Sei que existem livros que exigem pouco do leitor, e livros que exigem muito. Esaú e Jacó, de Machado de Assis, exige que você componha um livro paralelo na cabeça para compará-lo com o livro que tem diante dos olhos e assim entender as ironias do enredo. O Dostoiévski pós-Subsolo exige que você preste atenção em tudo e seja capaz de fazer diversas inferências quanto ao comportamento das personagens. Mas Fifty Shades of Grey não exige nada, ou talvez exija apenas que você tenha abdicado, ao menos um pouco, da sua vontade de prestar atenção.
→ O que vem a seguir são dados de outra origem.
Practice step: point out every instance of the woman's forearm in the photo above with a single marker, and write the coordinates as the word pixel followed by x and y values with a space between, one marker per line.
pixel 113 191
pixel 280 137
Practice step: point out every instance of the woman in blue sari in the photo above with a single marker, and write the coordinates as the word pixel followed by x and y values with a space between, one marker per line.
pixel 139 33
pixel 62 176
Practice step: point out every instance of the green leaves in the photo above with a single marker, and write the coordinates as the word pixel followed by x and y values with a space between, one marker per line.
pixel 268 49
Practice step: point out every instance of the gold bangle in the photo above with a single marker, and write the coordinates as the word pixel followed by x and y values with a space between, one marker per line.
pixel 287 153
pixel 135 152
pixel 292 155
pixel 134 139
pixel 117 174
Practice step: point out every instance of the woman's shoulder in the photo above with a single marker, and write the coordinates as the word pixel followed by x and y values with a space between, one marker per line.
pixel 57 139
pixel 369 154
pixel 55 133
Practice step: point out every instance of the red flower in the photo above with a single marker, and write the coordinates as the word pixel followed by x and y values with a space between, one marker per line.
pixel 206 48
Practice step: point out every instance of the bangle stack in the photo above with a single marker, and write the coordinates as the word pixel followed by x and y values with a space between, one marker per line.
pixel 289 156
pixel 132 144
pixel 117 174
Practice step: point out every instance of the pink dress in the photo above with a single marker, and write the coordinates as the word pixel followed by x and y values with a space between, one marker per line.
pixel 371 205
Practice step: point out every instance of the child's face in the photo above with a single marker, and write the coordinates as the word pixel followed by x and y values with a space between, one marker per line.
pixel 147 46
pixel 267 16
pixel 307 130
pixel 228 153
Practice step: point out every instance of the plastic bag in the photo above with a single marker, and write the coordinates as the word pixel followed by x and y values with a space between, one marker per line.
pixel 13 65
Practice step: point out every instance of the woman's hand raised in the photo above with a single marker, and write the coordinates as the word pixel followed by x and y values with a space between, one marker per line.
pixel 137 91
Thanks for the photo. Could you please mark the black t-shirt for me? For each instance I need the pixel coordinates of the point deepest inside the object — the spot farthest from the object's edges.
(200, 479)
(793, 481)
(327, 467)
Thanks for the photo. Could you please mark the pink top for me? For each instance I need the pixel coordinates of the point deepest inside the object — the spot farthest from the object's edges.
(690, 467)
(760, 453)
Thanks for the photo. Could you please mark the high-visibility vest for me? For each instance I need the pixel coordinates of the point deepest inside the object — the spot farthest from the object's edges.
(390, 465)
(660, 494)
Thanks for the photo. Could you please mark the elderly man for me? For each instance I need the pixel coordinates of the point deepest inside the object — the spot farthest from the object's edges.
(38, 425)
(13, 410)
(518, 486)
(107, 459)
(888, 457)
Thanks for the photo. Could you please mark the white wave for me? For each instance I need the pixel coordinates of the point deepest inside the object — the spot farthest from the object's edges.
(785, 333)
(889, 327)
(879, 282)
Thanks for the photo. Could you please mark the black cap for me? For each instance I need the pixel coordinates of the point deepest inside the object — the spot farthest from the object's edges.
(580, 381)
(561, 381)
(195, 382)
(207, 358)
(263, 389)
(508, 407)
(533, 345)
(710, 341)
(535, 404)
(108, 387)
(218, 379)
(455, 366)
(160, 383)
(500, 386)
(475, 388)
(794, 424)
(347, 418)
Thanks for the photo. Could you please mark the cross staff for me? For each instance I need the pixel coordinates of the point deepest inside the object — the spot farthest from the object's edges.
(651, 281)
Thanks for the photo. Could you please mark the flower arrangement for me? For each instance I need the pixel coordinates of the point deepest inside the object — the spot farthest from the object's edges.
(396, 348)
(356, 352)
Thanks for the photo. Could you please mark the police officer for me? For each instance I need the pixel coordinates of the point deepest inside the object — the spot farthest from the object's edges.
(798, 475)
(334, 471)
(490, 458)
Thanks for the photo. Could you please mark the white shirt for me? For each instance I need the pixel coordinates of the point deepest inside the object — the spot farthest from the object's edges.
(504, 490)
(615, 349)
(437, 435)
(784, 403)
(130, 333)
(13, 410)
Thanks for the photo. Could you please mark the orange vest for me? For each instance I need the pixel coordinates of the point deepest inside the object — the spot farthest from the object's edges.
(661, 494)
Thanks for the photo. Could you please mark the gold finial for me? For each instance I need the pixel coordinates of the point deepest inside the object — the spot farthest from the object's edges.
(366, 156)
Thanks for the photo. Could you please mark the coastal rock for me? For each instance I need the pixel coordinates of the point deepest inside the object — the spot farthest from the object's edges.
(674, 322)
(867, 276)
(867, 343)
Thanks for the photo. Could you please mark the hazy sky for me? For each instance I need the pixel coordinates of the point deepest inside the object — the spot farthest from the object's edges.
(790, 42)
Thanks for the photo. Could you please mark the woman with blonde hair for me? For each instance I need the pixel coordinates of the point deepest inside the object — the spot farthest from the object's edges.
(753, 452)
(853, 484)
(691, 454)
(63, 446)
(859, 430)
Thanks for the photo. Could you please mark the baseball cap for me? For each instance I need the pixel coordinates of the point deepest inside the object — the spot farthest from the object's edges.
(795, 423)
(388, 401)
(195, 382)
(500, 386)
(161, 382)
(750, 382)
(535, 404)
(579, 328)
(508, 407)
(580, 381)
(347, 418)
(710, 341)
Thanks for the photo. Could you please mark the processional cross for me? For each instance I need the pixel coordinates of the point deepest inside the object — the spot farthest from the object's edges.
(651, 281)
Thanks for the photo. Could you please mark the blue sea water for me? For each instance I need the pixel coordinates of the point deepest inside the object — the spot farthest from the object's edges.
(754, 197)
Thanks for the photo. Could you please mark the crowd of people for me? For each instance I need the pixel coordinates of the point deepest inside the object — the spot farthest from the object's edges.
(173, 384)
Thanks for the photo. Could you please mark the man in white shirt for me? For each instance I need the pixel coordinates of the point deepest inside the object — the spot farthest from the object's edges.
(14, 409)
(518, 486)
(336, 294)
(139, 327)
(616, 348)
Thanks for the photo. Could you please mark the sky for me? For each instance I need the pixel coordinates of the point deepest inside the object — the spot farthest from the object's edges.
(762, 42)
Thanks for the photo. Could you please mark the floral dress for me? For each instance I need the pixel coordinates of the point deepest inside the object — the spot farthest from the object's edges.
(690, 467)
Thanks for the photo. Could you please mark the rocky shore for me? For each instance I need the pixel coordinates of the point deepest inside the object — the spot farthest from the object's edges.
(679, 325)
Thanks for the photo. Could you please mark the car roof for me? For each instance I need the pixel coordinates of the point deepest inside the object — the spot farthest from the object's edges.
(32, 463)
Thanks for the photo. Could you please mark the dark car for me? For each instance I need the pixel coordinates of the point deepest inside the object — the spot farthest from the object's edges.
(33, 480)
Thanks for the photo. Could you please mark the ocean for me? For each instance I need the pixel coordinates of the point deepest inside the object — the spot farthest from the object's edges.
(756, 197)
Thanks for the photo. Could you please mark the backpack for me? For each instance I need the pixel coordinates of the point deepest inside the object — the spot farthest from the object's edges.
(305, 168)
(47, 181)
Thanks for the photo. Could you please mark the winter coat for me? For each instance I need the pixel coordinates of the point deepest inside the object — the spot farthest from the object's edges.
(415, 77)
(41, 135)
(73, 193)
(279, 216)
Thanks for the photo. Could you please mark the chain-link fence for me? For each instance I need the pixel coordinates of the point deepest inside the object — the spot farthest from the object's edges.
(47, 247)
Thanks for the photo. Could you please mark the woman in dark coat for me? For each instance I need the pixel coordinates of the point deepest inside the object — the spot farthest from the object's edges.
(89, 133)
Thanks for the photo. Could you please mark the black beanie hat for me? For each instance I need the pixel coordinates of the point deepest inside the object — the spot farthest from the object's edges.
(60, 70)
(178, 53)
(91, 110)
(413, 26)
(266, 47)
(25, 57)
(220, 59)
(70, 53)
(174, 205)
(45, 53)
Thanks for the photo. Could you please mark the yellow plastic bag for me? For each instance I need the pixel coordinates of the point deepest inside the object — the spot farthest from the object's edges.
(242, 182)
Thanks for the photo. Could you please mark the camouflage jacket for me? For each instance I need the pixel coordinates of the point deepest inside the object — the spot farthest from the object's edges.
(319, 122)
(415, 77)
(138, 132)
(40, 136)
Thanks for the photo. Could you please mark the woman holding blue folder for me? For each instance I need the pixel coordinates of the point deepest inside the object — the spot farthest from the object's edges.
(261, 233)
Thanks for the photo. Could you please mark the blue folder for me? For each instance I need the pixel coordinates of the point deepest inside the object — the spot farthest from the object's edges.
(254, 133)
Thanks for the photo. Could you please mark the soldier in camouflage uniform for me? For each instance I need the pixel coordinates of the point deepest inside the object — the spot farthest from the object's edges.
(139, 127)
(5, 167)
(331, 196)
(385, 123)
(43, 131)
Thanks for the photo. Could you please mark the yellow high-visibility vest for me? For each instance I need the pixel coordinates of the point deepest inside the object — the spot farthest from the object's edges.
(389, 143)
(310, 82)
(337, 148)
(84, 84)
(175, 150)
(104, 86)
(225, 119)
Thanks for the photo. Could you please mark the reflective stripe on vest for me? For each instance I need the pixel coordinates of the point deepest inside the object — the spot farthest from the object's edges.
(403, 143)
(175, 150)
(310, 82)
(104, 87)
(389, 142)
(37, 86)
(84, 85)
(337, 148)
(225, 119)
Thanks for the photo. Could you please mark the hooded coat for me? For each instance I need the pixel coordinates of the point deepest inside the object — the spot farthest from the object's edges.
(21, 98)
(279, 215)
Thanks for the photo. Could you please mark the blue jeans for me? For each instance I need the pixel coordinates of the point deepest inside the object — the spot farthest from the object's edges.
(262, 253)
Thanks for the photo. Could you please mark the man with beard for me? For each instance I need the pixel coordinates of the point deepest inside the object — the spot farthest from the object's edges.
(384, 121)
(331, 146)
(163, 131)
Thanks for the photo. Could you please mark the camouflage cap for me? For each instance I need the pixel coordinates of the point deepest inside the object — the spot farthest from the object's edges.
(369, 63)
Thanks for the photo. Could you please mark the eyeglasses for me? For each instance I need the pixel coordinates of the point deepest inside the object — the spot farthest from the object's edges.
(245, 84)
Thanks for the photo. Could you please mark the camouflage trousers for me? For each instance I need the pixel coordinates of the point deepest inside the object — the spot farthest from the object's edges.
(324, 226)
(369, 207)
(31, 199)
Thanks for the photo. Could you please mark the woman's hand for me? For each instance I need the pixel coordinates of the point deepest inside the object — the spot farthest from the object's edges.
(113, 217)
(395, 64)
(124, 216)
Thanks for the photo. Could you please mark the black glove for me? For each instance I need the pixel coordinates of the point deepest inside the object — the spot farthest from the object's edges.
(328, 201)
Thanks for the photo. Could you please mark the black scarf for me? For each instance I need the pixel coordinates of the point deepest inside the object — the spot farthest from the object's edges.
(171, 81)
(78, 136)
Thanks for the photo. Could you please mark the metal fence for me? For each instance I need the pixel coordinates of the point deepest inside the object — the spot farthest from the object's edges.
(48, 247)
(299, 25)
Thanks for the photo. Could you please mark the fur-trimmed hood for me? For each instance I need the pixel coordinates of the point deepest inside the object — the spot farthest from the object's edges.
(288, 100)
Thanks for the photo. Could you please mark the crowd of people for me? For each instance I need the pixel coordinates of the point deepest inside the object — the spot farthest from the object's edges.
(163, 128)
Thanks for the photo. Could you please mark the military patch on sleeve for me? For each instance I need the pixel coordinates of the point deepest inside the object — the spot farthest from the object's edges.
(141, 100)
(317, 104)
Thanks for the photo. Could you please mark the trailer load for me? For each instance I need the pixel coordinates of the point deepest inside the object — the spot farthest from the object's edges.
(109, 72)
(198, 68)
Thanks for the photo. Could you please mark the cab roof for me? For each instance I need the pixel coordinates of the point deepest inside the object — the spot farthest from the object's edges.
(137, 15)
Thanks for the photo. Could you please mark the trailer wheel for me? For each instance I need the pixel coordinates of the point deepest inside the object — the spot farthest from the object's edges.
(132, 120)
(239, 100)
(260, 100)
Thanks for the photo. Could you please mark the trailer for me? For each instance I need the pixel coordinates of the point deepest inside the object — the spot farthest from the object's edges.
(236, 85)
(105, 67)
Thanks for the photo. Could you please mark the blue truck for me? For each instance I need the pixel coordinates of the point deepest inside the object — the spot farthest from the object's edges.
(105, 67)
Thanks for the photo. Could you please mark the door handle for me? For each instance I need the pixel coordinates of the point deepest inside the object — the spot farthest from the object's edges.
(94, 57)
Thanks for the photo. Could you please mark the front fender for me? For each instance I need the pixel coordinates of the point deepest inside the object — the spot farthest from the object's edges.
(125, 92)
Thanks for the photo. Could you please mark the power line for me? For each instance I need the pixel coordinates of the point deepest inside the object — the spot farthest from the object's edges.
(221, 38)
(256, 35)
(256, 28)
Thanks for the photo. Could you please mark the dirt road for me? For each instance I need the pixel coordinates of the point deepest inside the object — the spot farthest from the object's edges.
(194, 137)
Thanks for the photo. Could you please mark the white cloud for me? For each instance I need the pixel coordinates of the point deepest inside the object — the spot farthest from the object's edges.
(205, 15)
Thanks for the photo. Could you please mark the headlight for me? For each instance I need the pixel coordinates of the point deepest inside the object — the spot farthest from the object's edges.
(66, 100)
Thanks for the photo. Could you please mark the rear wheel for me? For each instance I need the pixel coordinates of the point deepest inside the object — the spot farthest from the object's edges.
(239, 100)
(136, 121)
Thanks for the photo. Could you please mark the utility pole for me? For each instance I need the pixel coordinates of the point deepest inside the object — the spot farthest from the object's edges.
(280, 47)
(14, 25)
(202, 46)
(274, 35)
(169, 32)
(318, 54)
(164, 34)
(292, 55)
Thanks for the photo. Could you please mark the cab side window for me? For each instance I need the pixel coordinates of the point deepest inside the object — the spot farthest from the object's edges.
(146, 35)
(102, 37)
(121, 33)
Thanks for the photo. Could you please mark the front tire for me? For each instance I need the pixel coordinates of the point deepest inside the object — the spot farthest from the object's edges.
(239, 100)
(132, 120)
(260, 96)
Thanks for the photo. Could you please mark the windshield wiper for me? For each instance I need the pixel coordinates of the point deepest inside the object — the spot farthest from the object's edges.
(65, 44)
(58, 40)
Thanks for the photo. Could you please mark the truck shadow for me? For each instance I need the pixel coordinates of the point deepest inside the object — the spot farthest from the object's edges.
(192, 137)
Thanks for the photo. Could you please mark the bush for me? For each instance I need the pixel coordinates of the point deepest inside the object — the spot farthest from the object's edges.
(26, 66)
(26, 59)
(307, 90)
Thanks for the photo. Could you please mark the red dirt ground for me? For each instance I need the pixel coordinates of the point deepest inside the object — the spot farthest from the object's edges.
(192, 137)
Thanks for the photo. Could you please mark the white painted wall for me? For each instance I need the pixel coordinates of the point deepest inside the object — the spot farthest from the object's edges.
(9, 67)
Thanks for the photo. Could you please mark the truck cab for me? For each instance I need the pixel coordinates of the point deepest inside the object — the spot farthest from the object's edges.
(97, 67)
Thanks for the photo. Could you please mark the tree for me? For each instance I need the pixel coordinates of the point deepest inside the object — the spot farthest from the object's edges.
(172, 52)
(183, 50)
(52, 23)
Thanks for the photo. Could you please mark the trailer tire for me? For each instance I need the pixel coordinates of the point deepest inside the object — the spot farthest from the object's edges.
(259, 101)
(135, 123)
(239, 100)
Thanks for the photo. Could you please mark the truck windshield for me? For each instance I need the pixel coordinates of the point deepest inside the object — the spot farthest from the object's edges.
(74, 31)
Com essa introdução, explicito o princípio bastante simples que me leva a dizer que um livro é «melhor» do que outro: quanto mais atenção você der ao livro, mais sua atenção será recompensada. Assim como você pode tomar um grande vinho e ir descobrindo sabores novos à medida que o vinho tem contato com o ar, você também pode reler um livro e notar algo que não tinha notado antes. A grande obra é a «fonte que nunca seca», the gift that keeps on giving.

Agora, nada impede que, desde a primeira leitura, essa grande obra seja eletrizante, talvez até assumindo o disfarce de um livro bem popularzão, melodramático, cheio de golpes baixos. A «tetralogia napolitana» merece até ser chamada de tretalogia, que seria um belo neologismo com o qual responderíamos ao adjetivo afrancesado «rocambolesco». E ressalto que, no espírito do folhetim, quando me perguntavam sobre o livro, eu dizia: «É um belo romanção realista do século XIX, viciante, muito divertido.»

Porém… A tretalogia não me saía da cabeça, e logo comecei a relê-la.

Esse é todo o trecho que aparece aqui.